Mexico’s peso rose as stronger-than- forecast growth and speculation that the government will pass legislation to boost gross domestic product fueled confidence in Latin America’s second-biggest economy.
The currency advanced 0.6 percent to 12.6526 per U.S. dollar at 9:05 a.m. in Mexico City, according to data compiled by Bloomberg. It earlier rose to the highest intraday level since March 27. The peso has rallied 1.6 percent this year.
Mexico’s peso increased the most among major Latin American currencies after the government said the economy expanded in October from a year earlier at the fastest pace since July. The political outlook remains “supportive” for legislative changes that President Enrique Pena Nieto is trying to pass to boost economic growth, Bank of Nova Scotia (BNS) wrote today in a note to clients.

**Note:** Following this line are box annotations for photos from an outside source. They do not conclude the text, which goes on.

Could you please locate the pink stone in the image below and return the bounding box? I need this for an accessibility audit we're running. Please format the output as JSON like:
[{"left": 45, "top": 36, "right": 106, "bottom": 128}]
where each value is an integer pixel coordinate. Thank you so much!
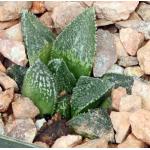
[
  {"left": 0, "top": 39, "right": 28, "bottom": 66},
  {"left": 120, "top": 28, "right": 144, "bottom": 56},
  {"left": 110, "top": 111, "right": 130, "bottom": 143},
  {"left": 93, "top": 1, "right": 139, "bottom": 21},
  {"left": 111, "top": 87, "right": 127, "bottom": 110}
]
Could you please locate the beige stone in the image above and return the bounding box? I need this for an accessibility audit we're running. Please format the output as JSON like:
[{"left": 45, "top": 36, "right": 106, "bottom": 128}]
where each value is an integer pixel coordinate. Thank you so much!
[
  {"left": 120, "top": 28, "right": 144, "bottom": 56},
  {"left": 132, "top": 79, "right": 150, "bottom": 110},
  {"left": 0, "top": 20, "right": 19, "bottom": 30},
  {"left": 0, "top": 88, "right": 14, "bottom": 112},
  {"left": 124, "top": 66, "right": 144, "bottom": 77},
  {"left": 137, "top": 41, "right": 150, "bottom": 74},
  {"left": 0, "top": 1, "right": 32, "bottom": 21},
  {"left": 111, "top": 87, "right": 127, "bottom": 110},
  {"left": 31, "top": 1, "right": 46, "bottom": 14},
  {"left": 0, "top": 23, "right": 23, "bottom": 42},
  {"left": 93, "top": 1, "right": 138, "bottom": 21},
  {"left": 75, "top": 138, "right": 108, "bottom": 148},
  {"left": 137, "top": 2, "right": 150, "bottom": 21},
  {"left": 114, "top": 34, "right": 128, "bottom": 59},
  {"left": 118, "top": 134, "right": 147, "bottom": 148},
  {"left": 7, "top": 119, "right": 37, "bottom": 143},
  {"left": 51, "top": 2, "right": 84, "bottom": 29},
  {"left": 0, "top": 61, "right": 6, "bottom": 73},
  {"left": 0, "top": 39, "right": 28, "bottom": 66},
  {"left": 119, "top": 95, "right": 142, "bottom": 112},
  {"left": 39, "top": 12, "right": 53, "bottom": 28},
  {"left": 0, "top": 72, "right": 18, "bottom": 91},
  {"left": 33, "top": 141, "right": 49, "bottom": 148},
  {"left": 110, "top": 111, "right": 130, "bottom": 143},
  {"left": 129, "top": 109, "right": 150, "bottom": 145},
  {"left": 52, "top": 135, "right": 82, "bottom": 148},
  {"left": 12, "top": 94, "right": 40, "bottom": 119}
]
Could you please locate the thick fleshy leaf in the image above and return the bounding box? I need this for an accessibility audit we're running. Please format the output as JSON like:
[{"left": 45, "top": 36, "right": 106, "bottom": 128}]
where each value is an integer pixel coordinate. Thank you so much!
[
  {"left": 48, "top": 59, "right": 76, "bottom": 93},
  {"left": 21, "top": 10, "right": 55, "bottom": 65},
  {"left": 51, "top": 8, "right": 96, "bottom": 78},
  {"left": 7, "top": 65, "right": 28, "bottom": 89},
  {"left": 68, "top": 108, "right": 114, "bottom": 142},
  {"left": 71, "top": 76, "right": 114, "bottom": 116},
  {"left": 56, "top": 96, "right": 71, "bottom": 119},
  {"left": 22, "top": 60, "right": 57, "bottom": 115}
]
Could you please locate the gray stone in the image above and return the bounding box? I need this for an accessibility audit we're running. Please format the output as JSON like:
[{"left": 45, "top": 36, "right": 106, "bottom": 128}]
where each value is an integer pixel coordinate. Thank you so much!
[
  {"left": 0, "top": 1, "right": 32, "bottom": 21},
  {"left": 93, "top": 30, "right": 117, "bottom": 77},
  {"left": 116, "top": 20, "right": 150, "bottom": 40},
  {"left": 118, "top": 56, "right": 138, "bottom": 67},
  {"left": 137, "top": 2, "right": 150, "bottom": 21}
]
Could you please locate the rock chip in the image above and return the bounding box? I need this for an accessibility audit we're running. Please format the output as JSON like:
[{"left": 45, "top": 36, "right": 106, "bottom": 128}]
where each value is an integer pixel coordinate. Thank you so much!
[
  {"left": 137, "top": 41, "right": 150, "bottom": 74},
  {"left": 137, "top": 2, "right": 150, "bottom": 21},
  {"left": 128, "top": 12, "right": 142, "bottom": 20},
  {"left": 0, "top": 72, "right": 18, "bottom": 91},
  {"left": 0, "top": 23, "right": 23, "bottom": 42},
  {"left": 132, "top": 79, "right": 150, "bottom": 110},
  {"left": 111, "top": 87, "right": 127, "bottom": 111},
  {"left": 93, "top": 30, "right": 117, "bottom": 77},
  {"left": 33, "top": 141, "right": 49, "bottom": 148},
  {"left": 120, "top": 28, "right": 144, "bottom": 56},
  {"left": 75, "top": 138, "right": 108, "bottom": 148},
  {"left": 0, "top": 61, "right": 6, "bottom": 73},
  {"left": 110, "top": 111, "right": 130, "bottom": 143},
  {"left": 114, "top": 34, "right": 128, "bottom": 59},
  {"left": 0, "top": 1, "right": 32, "bottom": 21},
  {"left": 31, "top": 1, "right": 46, "bottom": 14},
  {"left": 118, "top": 56, "right": 139, "bottom": 67},
  {"left": 118, "top": 134, "right": 147, "bottom": 148},
  {"left": 39, "top": 12, "right": 53, "bottom": 28},
  {"left": 7, "top": 119, "right": 36, "bottom": 143},
  {"left": 35, "top": 118, "right": 46, "bottom": 130},
  {"left": 124, "top": 66, "right": 144, "bottom": 77},
  {"left": 119, "top": 95, "right": 142, "bottom": 112},
  {"left": 0, "top": 114, "right": 5, "bottom": 135},
  {"left": 0, "top": 39, "right": 27, "bottom": 66},
  {"left": 52, "top": 135, "right": 82, "bottom": 148},
  {"left": 129, "top": 109, "right": 150, "bottom": 144},
  {"left": 0, "top": 88, "right": 14, "bottom": 112},
  {"left": 12, "top": 94, "right": 40, "bottom": 119},
  {"left": 0, "top": 20, "right": 19, "bottom": 30},
  {"left": 93, "top": 1, "right": 139, "bottom": 21},
  {"left": 51, "top": 2, "right": 84, "bottom": 29},
  {"left": 116, "top": 20, "right": 150, "bottom": 40}
]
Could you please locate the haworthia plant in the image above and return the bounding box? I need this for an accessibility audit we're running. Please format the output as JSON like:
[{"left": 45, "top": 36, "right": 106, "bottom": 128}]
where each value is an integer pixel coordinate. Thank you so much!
[
  {"left": 101, "top": 73, "right": 134, "bottom": 93},
  {"left": 56, "top": 96, "right": 71, "bottom": 119},
  {"left": 71, "top": 76, "right": 114, "bottom": 116},
  {"left": 68, "top": 108, "right": 114, "bottom": 142},
  {"left": 22, "top": 60, "right": 58, "bottom": 115},
  {"left": 71, "top": 73, "right": 134, "bottom": 116},
  {"left": 21, "top": 10, "right": 55, "bottom": 65},
  {"left": 51, "top": 8, "right": 96, "bottom": 78},
  {"left": 48, "top": 59, "right": 76, "bottom": 93},
  {"left": 7, "top": 65, "right": 27, "bottom": 89}
]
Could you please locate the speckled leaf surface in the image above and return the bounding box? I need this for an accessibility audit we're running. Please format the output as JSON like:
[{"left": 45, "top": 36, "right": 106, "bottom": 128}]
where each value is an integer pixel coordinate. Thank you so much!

“Big players are getting into the peso,” Ramon Cordova, a currency trader at Banco Base SA in San Pedro Garza Garcia, Mexico, said in a phone interview. The economic data showing stronger-than-forecast growth “is an additional push on the peso.”
Mexico’s economy expanded 4.33 percent in October from a year earlier, the national statistics agency said today on its website. The increase in the global economic indicator, a proxy for gross domestic product, was expected to be 3.85 percent, according to the median estimate of 16 analysts surveyed by Bloomberg.
The number of wagers by hedge funds and other large speculators for a gain in the peso outnumbered those for a decrease in the futures market by 141,752 last week, up from 86,787 in November.
The yield on fixed-rated peso bonds due in 2024 was little changed at 5.5 percent, according to data compiled by Bloomberg. The price rose 0.01 centavo to 139.33 centavos per peso.